Rynek domen

Biznes zaczyna się od domeny.


Czym jest atak punycode i jak się przed nim uchronić

Czym jest atak punycode i jak się przed nim uchronić

Atak za pośrednictwem punycode to jedna z najpopularniejszych technik phishingowych. Polega na wykorzystaniu podobieństwa domen ze znakami IDN do ich „pierwowzorów”. Niestety jest to metoda stosunkowo trudna do wykrycia dla większości internautów.

Punycode to kod, który – mówiąc łopatologicznie – pozwala przeglądarkom na wyświetlanie adresów IDN w formie zrozumiałej dla odbiorcy. Ujmując rzecz ściślej, punycode dokonuje konwersji znaków non-ASCII ze zbioru Unicode do znaków ASCII.

ASCII to siedmiobitowy system kodowania, obejmujący 127 znaków, m.in. znaki alfabetu łacińskiego, cyfry i znaki interpunkcyjne. Unicode ma znacznie większe możliwości. Dzięki 32-bitowemu systemowi kodowania pozwala na obsługę do 2 147 483 647 znaków. W odróżnieniu od ASCII Unicode wspiera więc znaki alfabetów innych niż łaciński, np. arabskiego, greckiego czy rosyjskiego. Dzięki punycode znaki Unicode niedostępne w ramach ASCII mogą być wyświetlane w pasku adresu.
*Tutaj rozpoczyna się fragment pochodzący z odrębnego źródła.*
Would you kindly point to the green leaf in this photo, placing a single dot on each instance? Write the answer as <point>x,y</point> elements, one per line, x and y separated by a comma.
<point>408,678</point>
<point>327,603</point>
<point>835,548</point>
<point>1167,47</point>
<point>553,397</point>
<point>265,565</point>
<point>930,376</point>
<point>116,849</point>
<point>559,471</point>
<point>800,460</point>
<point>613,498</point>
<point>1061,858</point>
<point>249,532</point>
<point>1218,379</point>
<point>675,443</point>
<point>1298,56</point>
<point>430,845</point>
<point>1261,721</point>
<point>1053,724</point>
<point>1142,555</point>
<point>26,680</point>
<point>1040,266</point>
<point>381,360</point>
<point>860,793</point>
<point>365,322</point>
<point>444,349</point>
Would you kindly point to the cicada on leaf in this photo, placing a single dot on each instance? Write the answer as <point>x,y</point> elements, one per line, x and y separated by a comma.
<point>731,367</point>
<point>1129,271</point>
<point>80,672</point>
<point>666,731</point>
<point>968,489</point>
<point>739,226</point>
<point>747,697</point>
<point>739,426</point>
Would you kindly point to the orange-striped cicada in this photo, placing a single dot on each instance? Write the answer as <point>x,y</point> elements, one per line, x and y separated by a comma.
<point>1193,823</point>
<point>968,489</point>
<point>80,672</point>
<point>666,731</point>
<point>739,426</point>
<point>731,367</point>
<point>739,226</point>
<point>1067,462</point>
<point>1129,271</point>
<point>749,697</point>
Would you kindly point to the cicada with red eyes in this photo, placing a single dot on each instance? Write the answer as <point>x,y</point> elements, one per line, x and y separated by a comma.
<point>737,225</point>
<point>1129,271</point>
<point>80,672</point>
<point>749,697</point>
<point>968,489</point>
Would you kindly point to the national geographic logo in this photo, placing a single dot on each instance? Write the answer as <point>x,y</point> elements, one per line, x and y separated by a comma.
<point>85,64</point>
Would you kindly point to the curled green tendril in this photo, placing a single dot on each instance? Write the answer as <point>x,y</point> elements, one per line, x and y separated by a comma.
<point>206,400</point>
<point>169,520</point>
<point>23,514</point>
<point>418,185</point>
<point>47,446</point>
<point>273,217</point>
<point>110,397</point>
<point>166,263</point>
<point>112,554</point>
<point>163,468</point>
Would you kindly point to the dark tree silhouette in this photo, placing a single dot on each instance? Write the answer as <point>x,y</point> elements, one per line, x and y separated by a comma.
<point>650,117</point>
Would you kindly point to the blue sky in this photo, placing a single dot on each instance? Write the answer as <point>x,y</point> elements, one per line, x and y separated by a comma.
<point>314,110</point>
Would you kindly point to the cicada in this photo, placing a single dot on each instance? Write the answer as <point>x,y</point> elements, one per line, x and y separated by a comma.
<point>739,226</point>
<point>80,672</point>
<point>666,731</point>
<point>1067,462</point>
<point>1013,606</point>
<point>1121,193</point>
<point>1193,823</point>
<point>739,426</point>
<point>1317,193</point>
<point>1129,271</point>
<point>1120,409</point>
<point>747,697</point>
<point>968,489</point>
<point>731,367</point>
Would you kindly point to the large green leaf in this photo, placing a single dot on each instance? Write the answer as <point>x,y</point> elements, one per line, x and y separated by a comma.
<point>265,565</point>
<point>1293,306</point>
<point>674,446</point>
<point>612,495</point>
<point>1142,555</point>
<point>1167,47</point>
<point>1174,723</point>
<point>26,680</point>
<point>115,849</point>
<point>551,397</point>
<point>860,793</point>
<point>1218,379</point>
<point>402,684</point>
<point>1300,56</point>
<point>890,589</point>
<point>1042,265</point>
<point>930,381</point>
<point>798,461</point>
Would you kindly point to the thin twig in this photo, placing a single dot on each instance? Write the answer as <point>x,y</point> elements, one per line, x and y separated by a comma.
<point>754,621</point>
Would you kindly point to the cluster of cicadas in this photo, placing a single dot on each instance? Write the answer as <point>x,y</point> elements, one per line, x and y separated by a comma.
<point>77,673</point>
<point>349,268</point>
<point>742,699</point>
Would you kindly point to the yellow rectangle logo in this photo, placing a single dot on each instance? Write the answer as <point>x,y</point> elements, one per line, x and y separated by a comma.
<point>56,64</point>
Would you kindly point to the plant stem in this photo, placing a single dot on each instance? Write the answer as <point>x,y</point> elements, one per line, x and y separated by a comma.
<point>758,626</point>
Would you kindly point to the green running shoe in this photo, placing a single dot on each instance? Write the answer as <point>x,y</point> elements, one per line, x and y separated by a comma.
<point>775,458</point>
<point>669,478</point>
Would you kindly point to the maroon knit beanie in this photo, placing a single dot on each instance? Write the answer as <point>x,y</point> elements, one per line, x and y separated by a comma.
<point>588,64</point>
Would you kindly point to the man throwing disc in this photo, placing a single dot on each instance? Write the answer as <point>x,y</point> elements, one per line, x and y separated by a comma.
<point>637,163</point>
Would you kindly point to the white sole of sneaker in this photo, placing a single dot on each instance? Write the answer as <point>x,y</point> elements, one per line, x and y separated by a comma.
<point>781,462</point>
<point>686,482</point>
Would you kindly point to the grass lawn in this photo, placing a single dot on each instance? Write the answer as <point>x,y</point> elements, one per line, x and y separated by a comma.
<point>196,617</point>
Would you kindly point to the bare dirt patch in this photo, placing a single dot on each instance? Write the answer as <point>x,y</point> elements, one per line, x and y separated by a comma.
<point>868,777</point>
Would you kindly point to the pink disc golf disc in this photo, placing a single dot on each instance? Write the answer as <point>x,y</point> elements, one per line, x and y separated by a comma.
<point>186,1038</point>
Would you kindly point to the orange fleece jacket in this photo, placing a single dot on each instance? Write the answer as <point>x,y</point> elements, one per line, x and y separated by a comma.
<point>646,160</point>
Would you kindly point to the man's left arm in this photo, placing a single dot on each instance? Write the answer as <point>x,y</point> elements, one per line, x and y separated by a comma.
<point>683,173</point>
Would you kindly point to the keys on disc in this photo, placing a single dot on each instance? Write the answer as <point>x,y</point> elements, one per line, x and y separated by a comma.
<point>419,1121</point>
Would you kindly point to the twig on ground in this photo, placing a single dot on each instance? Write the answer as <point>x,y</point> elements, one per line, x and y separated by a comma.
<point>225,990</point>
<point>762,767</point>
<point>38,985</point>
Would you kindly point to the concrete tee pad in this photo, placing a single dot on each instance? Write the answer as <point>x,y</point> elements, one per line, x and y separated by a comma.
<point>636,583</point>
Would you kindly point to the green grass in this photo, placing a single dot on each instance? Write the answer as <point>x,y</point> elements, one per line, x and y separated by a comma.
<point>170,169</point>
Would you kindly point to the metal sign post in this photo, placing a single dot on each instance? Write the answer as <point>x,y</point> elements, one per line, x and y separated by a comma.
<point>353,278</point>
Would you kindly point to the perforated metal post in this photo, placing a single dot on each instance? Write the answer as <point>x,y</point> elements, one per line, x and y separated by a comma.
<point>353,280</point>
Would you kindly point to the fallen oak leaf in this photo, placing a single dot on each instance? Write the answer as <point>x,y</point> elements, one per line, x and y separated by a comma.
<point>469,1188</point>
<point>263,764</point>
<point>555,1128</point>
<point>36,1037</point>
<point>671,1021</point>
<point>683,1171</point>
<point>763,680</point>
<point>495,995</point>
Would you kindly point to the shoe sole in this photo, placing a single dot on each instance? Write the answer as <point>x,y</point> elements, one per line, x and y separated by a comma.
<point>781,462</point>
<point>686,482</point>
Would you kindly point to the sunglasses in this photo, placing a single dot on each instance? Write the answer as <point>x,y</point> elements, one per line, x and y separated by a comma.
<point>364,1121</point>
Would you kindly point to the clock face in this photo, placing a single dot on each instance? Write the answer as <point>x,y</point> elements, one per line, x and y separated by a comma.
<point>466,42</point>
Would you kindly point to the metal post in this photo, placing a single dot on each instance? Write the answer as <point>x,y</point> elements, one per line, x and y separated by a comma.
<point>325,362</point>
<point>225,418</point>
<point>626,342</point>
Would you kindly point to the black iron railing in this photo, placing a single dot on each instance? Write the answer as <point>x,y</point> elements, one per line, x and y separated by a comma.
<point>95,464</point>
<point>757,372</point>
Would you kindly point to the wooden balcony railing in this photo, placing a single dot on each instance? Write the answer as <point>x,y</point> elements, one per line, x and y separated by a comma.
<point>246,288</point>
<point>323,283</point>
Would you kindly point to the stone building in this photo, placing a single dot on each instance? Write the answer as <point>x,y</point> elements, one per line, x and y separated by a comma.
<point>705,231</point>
Przykładowa konwersja znaków obu systemów wygląda następująco:
www.kraków.pl (Unicode) → www.xn--krakw-3ta.pl (punycode).

Jakie to wszystko ma znaczenie dla bezpieczeństwa w sieci? Bardzo istotne. Domeny IDN, oparte na znakach non-ASCII i konwersji punycode wykorzystywane są przez phisherów do rozmaitych ataków i wyłudzania danych osobowych lub haseł. Mechanizm jest prosty: chodzi o podszywanie się pod wiarygodne adresy za pomocą ich łudząco podobnych odpowiedników non-ASCII. Przykłady takich par adresów, obejmujących znane marki, opublikował serwis Wandera. Z kodu punycode można wywnioskować, metodą eliminacji, która litera adresu jest „trefna” – to ta, której brakuje w nazwie.

W takich przypadkach litery będące znakami IDN są często trudne do odróżnienia na pierwszy rzut oka od liter w oryginalnych wersjach adresu. W efekcie łatwo dać się nabrać i kliknąć w link podsunięty przez phishera. „Trefne” znaki mogą pochodzić z rozmaitych alfabetów, jak turecki, grecki, rosyjski czy wietnamski. Czasem różnicę czyni kropka, kreska lub innego typu znak diakrytyczny. W innych przypadkach chodzi o subtelną różnicę w kształcie litery.

Redakcja Wandera zwraca uwagę, że ataki z użyciem punycode są łatwiejsze do przeprowadzenia na urządzeniach mobilinych ze względu na mniejszy format ekranu, przez który adresy są trudniejsze do odczytania. W dodatku systemy operacyjne często ukrywają pasek adresu podczas przewijania, utrudniają weryfikację domeny. Jedynym sposobem na uniknięcie ataku jest więc świadomość zagrożenia i stosowanie odpowiednich środków ostrożności, np. zasady ograniczonego zaufania w sytuacji, gdy otrzymujemy linki z ofertami lub kopiowanie adresów z oryginalnych stron, gdy link wyda nam się dziwny lub niegodny zaufania.

Istnieje też możliwość instalacji rozszerzeń do przeglądarek lub zmiany ustawień, która pozwoli na wyświetlanie adresów punycode. W Firefoxie taka opcja dostępna jest za pośrednictwem adresu about:config i ustawienie wartości true dla parametru network.IDN_show_punycode.